Un empire pour cent voyages

3 mins

Assis sur le lit, il faisait le bilan de la journée. Il avait toujours aimé voyager, mais cela faisait plusieurs années qu’il n’avait pas bougé de Toulon. Il était resté sagement à son post, s’étant fait une raison pour ne pas repartir. Mais maintenant, cela le pesait, il n’en pouvait plus de rester ici, pris dans un quotidien trop bien tissé et répété.

Il leva les yeux sur le cadre au dessus de la porte, magnifique photographie d’une contrée lointaine qu’il avait pris plaisir à visiter entre deux rendez-vous importants. Il en avait assez de rester à la place que son patron avait décidé de lui attribuer, coupant court à son esprit vagabond, sous le faux prétexte qu’il était moins productif à « cavaler partout ».

Un sourire ironique se dessina sur ses lèvres, alors que ses yeux descendaient doucement sur son bureau, à côté du lit, et face à la fenêtre. Il était couvert de feuilles de comptes, de dossiers, de cartes postales et de vieux livres de voyages. Il allait devoir le ranger.

Il avait délaissé sa plus grande passion, ce qui le faisait vivre, pour son métier qui pourtant lui plaisait tant. Il avait jusqu’ici réussi à allier les deux, enchainant les voyages d’affaires, passant plus de temps en train, en voiture ou en avion qu’entre ces quatre murs urbains. Il connaissait mieux les gares, les aéroports, les ports, que la ville elle-même. Il aimait rencontrer des gens nouveaux, il aimait lier des amitiés distancées par quelques kilomètres… Il aimait, le soir, flâner au milieu des couleurs éclatantes de l’Inde, ou observer en silence la luxuriante jungle de l’Amazonie. Il aurait pu faire le tour du monde dix fois qu’il se serait encore laissé fasciner par la clarté de l’eau de Thaïlande ou de Martinique.

Tout ça, tout ces souvenirs, tout ces moments de pur bonheur, tout ces fous rires en essayant d’apprendre la langue locale avec les indigènes… Tout cela… Il l’avait abandonné au fond d’un bureau d’une banque en difficulté.

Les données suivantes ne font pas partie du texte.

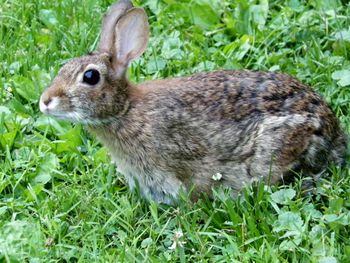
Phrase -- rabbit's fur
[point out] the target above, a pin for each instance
(177, 134)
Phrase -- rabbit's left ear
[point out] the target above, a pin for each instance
(131, 38)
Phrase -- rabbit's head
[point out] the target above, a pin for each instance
(93, 89)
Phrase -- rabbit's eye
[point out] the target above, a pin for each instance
(91, 77)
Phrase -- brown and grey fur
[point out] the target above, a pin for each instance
(175, 134)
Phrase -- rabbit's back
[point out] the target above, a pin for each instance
(242, 125)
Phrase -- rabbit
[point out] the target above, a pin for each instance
(223, 128)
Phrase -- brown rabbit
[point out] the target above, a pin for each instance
(220, 128)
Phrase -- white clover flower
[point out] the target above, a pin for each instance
(176, 240)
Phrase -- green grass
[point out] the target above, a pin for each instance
(60, 198)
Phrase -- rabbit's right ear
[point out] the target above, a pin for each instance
(131, 38)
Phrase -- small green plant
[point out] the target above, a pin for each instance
(61, 199)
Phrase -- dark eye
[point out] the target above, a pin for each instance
(91, 77)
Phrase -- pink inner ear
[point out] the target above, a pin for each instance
(131, 35)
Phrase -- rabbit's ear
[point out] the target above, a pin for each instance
(131, 38)
(110, 19)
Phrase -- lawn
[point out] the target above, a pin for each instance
(61, 199)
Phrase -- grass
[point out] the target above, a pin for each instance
(60, 198)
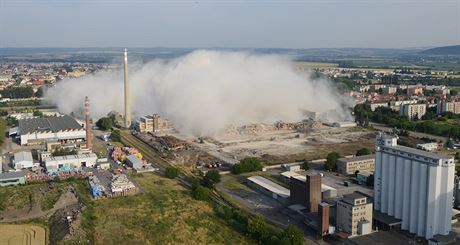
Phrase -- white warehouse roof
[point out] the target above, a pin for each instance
(270, 185)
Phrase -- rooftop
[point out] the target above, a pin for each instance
(418, 152)
(47, 124)
(269, 185)
(357, 158)
(23, 156)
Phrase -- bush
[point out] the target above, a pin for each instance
(211, 178)
(171, 172)
(201, 193)
(292, 235)
(248, 164)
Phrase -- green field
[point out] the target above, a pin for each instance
(164, 214)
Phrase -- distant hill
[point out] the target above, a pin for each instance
(447, 50)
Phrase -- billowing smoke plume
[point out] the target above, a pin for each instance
(205, 92)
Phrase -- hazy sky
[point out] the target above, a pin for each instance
(229, 23)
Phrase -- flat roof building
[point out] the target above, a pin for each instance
(349, 166)
(270, 188)
(60, 128)
(354, 215)
(70, 162)
(23, 159)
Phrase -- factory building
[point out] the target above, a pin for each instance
(23, 159)
(414, 186)
(134, 162)
(12, 178)
(306, 193)
(413, 111)
(354, 215)
(350, 165)
(269, 188)
(327, 192)
(39, 130)
(70, 162)
(153, 123)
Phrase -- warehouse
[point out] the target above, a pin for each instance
(270, 188)
(70, 162)
(60, 128)
(23, 159)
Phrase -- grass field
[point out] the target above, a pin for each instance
(164, 214)
(17, 197)
(22, 234)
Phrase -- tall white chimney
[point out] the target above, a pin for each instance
(127, 97)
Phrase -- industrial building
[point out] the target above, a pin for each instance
(413, 111)
(39, 130)
(269, 188)
(350, 165)
(134, 162)
(70, 162)
(12, 178)
(414, 186)
(153, 123)
(306, 193)
(23, 159)
(433, 146)
(354, 214)
(327, 192)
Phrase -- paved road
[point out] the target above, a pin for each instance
(385, 128)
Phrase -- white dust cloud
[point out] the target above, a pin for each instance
(205, 92)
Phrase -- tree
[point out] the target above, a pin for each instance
(211, 178)
(331, 161)
(257, 228)
(306, 165)
(116, 136)
(362, 152)
(104, 123)
(171, 172)
(201, 193)
(39, 93)
(292, 235)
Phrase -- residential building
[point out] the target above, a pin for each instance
(444, 106)
(375, 105)
(307, 193)
(414, 186)
(354, 214)
(350, 165)
(413, 111)
(23, 159)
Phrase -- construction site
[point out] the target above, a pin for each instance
(274, 143)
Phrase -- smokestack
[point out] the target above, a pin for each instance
(127, 98)
(88, 130)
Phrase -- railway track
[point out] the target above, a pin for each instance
(149, 154)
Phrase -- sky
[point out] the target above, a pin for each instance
(230, 23)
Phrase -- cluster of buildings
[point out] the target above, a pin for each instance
(152, 123)
(413, 190)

Lorsque la banque avait commencé à perdre en vitesse et rentabilité, le directeur n’avait pas tardé à changer, et toute la politique réarrangée. Il avait eut le malheur de faire son travail d’une manière que tous qualifiaient de « remarquable » -bien qu’il n’ait jamais trop compris pourquoi…- ainsi, ses voyages d’affaires ne servaient plus à rien qu’à leur faire perdre, le temps de quelques mois, leur meilleur élément sur place.

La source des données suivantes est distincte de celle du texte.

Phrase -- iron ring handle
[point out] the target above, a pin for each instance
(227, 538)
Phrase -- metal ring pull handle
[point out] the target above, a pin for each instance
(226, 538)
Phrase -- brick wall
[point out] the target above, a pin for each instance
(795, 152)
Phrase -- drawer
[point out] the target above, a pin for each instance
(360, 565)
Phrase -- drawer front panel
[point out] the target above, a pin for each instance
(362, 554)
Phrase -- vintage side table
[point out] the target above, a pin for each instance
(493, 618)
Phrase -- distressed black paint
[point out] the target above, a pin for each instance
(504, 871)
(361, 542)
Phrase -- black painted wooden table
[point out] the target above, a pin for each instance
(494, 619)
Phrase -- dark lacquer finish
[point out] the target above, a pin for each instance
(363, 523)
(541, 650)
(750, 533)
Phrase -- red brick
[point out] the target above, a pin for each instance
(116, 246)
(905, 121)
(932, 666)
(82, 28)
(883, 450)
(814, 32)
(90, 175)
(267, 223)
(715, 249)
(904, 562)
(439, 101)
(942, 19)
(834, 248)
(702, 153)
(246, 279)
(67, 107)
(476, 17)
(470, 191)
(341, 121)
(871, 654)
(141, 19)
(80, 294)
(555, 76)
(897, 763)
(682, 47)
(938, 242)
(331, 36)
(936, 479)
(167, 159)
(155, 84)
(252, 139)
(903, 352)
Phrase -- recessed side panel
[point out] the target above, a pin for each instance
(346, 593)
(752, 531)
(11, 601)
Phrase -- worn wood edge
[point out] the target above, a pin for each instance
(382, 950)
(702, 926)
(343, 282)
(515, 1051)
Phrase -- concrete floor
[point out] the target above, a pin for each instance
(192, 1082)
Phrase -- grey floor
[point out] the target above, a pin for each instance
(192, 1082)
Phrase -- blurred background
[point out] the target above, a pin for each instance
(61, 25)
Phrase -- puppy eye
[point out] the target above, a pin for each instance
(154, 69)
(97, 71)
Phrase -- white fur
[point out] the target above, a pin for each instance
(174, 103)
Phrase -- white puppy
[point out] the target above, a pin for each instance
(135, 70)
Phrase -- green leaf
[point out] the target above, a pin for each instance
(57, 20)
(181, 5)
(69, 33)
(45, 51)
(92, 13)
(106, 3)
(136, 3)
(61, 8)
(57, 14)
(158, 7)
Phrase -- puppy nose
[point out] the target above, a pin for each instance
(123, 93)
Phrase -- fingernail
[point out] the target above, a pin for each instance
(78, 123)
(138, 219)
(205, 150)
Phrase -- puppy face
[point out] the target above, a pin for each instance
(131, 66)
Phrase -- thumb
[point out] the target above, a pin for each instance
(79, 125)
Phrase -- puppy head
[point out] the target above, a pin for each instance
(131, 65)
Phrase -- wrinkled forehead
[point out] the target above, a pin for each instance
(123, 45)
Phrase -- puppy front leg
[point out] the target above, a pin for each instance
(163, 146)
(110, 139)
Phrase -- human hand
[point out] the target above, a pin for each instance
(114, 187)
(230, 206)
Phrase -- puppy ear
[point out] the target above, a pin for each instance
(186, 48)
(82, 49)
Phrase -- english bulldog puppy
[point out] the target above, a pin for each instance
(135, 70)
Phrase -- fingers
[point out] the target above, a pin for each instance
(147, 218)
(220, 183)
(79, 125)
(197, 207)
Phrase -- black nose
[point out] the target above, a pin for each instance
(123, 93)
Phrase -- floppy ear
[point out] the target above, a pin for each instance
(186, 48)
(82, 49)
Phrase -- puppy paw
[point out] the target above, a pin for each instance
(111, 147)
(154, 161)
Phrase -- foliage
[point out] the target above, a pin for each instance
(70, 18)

Il avait accepté, vaguement à contre cœur, bien qu’il n’eu pas le choix du contraire. Un an, deux ans, trois ans, il avait trimé comme un forcené pour retenir la société. Excès de bon cœur ou bêtise de gentillesse, il ne s’était pas rendu compte tout de suite de l’issue certaine de cette histoire.

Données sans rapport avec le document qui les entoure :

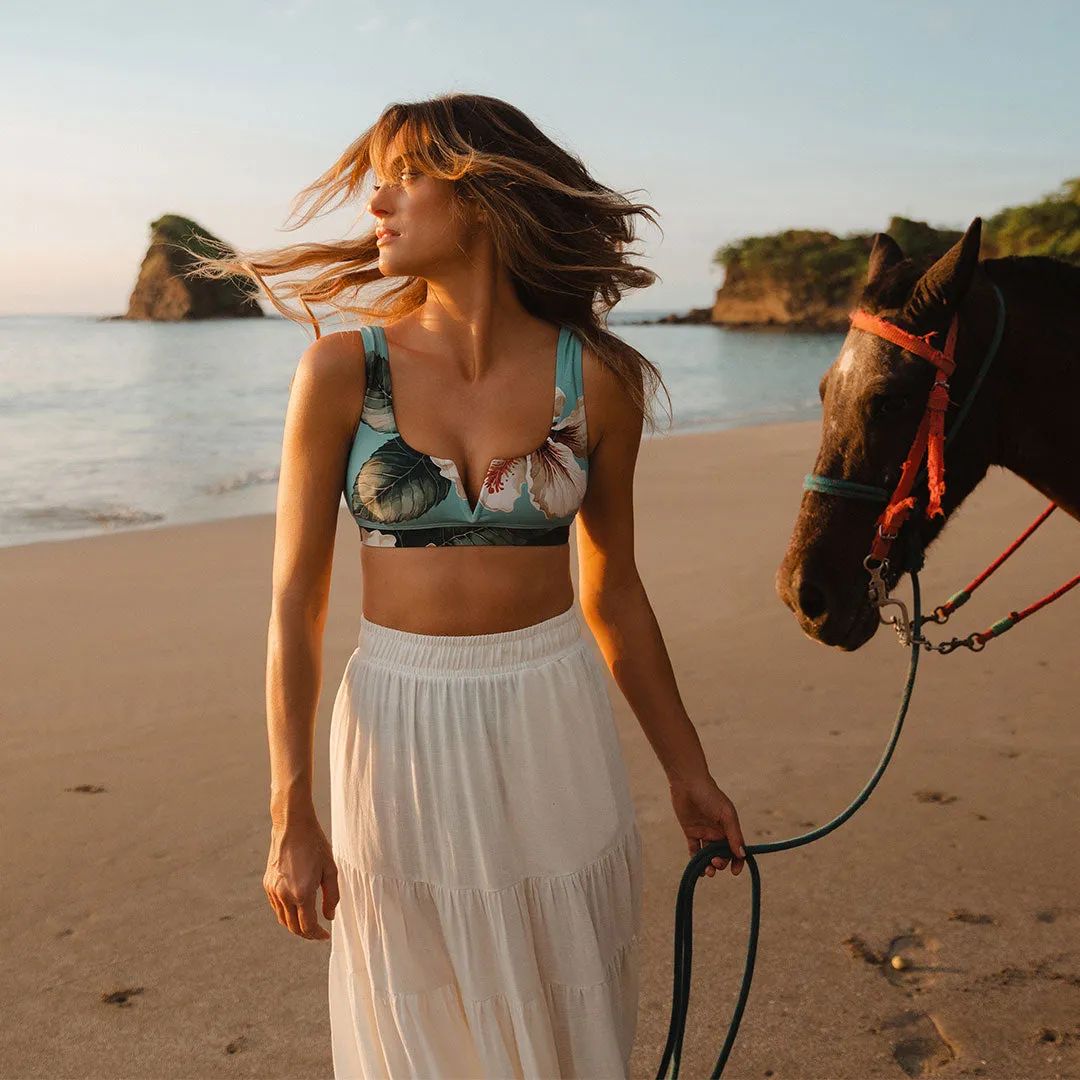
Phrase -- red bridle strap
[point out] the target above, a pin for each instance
(929, 440)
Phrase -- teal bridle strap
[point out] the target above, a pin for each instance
(826, 485)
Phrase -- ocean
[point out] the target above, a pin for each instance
(108, 426)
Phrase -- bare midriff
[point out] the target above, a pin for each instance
(464, 590)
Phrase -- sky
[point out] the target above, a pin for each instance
(732, 119)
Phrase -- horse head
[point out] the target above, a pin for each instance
(875, 399)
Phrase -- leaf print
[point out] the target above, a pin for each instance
(485, 535)
(502, 484)
(396, 484)
(556, 483)
(474, 536)
(571, 431)
(449, 470)
(378, 410)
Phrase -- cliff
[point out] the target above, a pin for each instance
(809, 280)
(163, 293)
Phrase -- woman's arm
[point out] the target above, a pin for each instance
(325, 400)
(618, 611)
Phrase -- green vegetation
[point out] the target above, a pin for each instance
(189, 235)
(820, 268)
(1049, 227)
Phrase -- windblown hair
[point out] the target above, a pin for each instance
(561, 234)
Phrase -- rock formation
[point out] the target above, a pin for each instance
(164, 293)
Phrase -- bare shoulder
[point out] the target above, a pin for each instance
(331, 376)
(609, 406)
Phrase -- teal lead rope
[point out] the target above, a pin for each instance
(684, 904)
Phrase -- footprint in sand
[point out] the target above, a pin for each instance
(939, 797)
(962, 915)
(921, 1047)
(909, 961)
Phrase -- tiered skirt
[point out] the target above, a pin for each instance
(489, 860)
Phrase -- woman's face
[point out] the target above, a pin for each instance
(419, 211)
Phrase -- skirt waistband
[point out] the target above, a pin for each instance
(480, 653)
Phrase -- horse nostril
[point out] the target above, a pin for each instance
(813, 603)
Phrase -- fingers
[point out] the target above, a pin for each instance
(310, 926)
(331, 894)
(298, 917)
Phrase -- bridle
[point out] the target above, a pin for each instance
(929, 443)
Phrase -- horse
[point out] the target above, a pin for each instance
(1023, 313)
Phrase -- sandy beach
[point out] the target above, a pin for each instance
(134, 663)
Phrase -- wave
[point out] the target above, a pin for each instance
(64, 516)
(251, 478)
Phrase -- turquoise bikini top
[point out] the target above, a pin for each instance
(402, 498)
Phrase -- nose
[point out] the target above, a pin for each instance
(813, 598)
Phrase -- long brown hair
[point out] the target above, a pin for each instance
(561, 233)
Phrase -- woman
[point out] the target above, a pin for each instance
(485, 875)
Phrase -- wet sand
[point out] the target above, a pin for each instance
(138, 941)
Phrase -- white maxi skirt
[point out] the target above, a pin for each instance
(489, 860)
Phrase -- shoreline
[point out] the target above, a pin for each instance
(136, 798)
(259, 499)
(137, 807)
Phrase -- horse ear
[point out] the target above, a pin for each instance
(946, 283)
(886, 253)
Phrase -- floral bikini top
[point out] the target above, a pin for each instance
(402, 498)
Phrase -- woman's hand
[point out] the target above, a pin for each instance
(300, 861)
(706, 813)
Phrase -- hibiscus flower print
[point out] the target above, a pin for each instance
(502, 483)
(556, 483)
(376, 538)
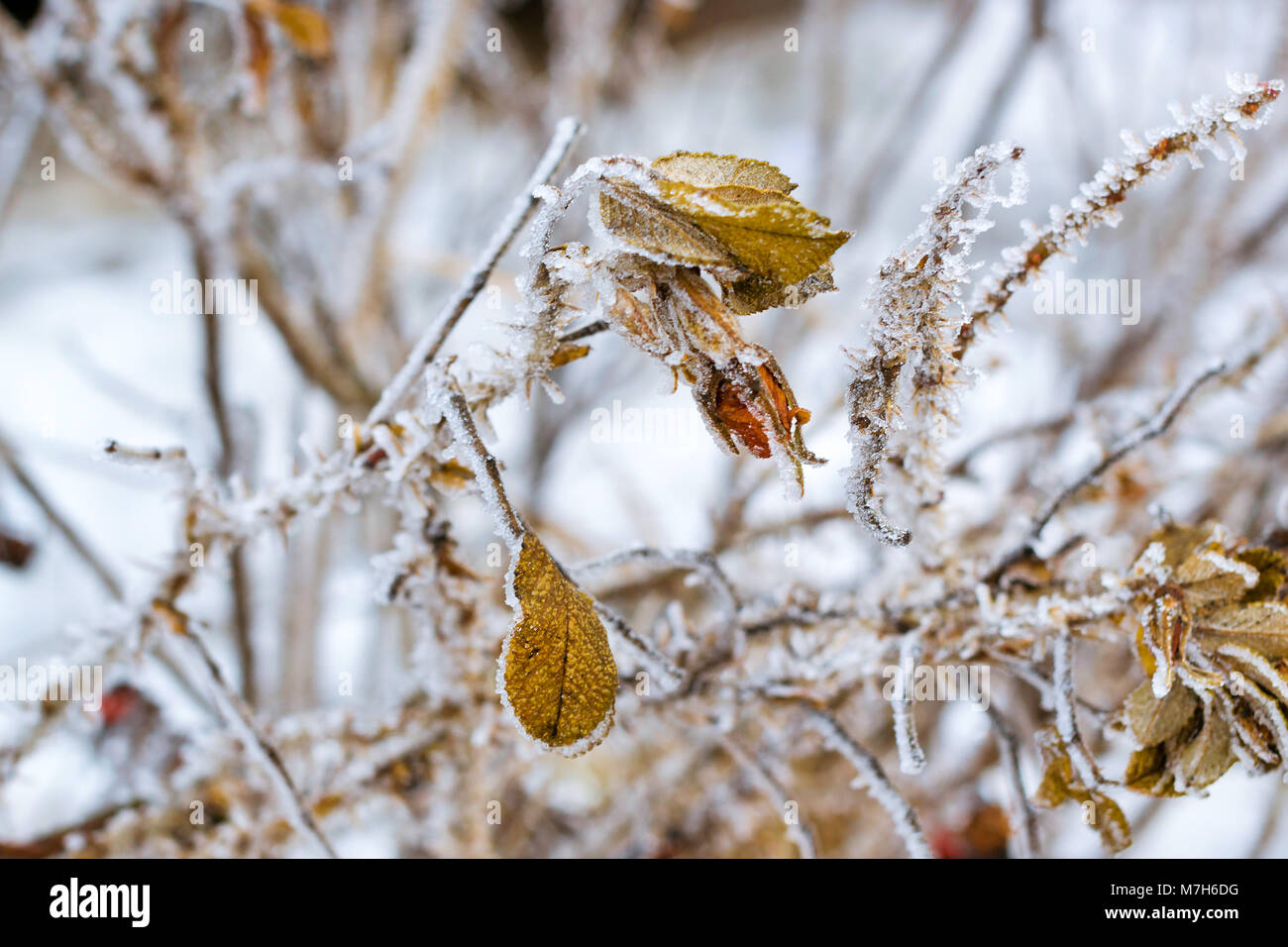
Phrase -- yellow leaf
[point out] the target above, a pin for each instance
(1154, 720)
(557, 671)
(305, 29)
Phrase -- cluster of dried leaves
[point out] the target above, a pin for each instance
(1214, 641)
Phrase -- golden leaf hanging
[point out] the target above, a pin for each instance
(557, 672)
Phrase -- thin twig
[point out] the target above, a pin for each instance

Son regard tomba cette fois sur son globe terrestre, cadeau de ses parents lors de son 7ème anniversaire. Il était vieux, et tournait sur son axe en grinçant comme un chat mécontent feulerait. Il avait prit la pluie et le soleil, mais n’avait pas un grain de poussière. Il passait des heures à le faire tourner, s’amusant chaque jour à découvrir de nouvelles destinations potentielles, avant de soupirer, et se remettre au travail, malgré l’heure avancée de la nuit.

La fidélité et la volonté dont il avait toujours fait preuve envers la société l’embauchant commençait à lui peser sincèrement. Il s’était retrouvé confronté à un dilemme : abandonner le navire et passer pour un lâche, ou sacrifier son temps, ses plus belles passions, et sa vie, pour une entreprise au bord de la faillite. Dans les deux cas, il avait fait le même constat : le chômage lui tendait les bras.

Mieux valait-il être borné et aveugle sur l’unique destinée de son travail, ou passer, le temps d’un entretien, pour un lâche ? Son choix avait été vite fait.

Pour la première fois depuis qu’il avait commencé à travailler, il avait fait preuve d’un peu de caractère, abandonnant cette image du sage James Chevallier, employé parfait faisant gentiment ce qu’on lui disait de faire. Il avait dit ses quatre vérités à son employeur, et avait claqué sur le bureau sa lettre de démission et la porte en sortant.

Il se releva, repliant au passage l’immense carte qu’il avait étalée sur son lit, et la posa sur une pile d’autre. Il laissa son doigt glisser le long des tranches de ses nombreux atlas et récits de voyages, et s’engagea dans son salon, pour sourire, regardant ce qu’il s’amusait à appeler son empire, satisfait. Il ne lui restait plus que quelques cartons à remplir, et quelques jours avant de partir sur Paris.